А он, присев на постели, мотал головою и бубнил: «Две тонны угля — это будет 150 ведер…»

— Ох ты, господи, как бы не захворал человек, приехав к нам, — сокрушалась Ак-апа. — Конечно, мучиться во сне — это неплохая примета. Значит, скоро наяву что-то приятное должно случиться. Дай-то аллах. А сейчас вставай, родненький, и умойся холодной водичкой.

Пусть хоть небо покроется тучами, пусть дождь пойдет, заклинал Киялхан, но небо оставалось совершенно безмятежным. Ни облачка не было, ни ветерка, стояли ослепительные солнечные дни, такие редкие в этом году. Все было хорошо вокруг, но скоро, скоро Киялхан должен сойти с ума. А пока что он гуляет под этим голубым опрокинутым небом, до которого рукою можно дотянуться, любуется снежными вершинами окрестных гор и темными деревьями тайги, рассыпавшимися по их склонам, словно ханские бесчисленные воины — сарбазы. Он видит, гуляя в лесу, небольшие поляны с алыми и желтыми цветами, трепетными, на длинных тонких стеблях, и травы на этих полянах густы и дики, и сразу становится понятно: здесь еще не ступала нога человека. А плоская, как фитиль, узкая лесная тропа ведет дальше, ввысь, заманивая путника в неизвестные пределы молчаливых гор. От прошедших обильных дождей земля пропиталась избыточной влагой и сочится, мякнет под ногами, и следы в податливой почве тотчас наполняются не терпящей пустоты водою.

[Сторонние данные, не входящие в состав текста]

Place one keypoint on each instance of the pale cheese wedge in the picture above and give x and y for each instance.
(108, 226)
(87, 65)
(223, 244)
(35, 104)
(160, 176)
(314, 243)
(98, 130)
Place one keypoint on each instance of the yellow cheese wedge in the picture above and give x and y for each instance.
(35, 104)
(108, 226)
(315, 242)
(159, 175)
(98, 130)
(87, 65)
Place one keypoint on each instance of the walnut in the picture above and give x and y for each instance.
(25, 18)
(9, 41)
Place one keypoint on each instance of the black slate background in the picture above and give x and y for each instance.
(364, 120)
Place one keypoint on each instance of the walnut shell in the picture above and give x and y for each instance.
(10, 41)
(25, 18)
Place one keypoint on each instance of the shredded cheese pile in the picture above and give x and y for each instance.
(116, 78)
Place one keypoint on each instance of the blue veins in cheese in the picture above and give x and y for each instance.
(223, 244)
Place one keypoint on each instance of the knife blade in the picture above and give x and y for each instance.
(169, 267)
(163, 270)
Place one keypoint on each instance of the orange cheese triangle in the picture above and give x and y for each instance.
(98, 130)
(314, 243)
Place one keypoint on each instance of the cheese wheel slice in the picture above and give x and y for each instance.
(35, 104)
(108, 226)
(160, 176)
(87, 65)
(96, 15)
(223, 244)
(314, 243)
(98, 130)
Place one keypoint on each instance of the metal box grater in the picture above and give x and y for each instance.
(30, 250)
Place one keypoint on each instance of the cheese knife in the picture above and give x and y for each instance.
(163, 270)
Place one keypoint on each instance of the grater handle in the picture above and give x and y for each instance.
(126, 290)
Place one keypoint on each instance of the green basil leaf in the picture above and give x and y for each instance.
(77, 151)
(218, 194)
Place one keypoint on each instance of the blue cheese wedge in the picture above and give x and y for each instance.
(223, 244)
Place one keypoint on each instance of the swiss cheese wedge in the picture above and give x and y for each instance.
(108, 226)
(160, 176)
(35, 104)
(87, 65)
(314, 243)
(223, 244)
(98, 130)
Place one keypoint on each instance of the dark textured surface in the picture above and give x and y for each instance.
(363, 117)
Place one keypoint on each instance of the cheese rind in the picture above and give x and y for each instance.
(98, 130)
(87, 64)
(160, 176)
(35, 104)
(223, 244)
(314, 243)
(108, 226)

А если взобраться на ликующий зеленый холм и скатиться оттуда кубарем, то останется широкий примятый след от вершины его до подножия. И там, где встречаются ярко-зеленые вершины холмов с небесной синью, словно проносится умиротворенный вздох жизни, торжествующей, мирно пасущей свои неисчислимые стада облаков, овец, людей и диких зверей.

Дней десять подряд стояла такая погода. И вот однажды что-то вокруг изменилось, как будто вкралась некая ошибка в обычное течение безмятежных дней: с севера быстрой рысцой набежал на горные луга ветер, а над дальним хребтом появилась небольшая, серая, словно войлочный потник, продолговатая тучка. Она все больше накрывала небо, и вдруг вывалилась вслед за нею из-за хребта целая свита беспокойных родичей. Но под своей эгидой собрала она воедино всю лохматую, буйную родню, и образовалось довольно грозное небесное воинство. Где-то вдали, вне досягаемости зрения, загремели первые пушечные залпы грома.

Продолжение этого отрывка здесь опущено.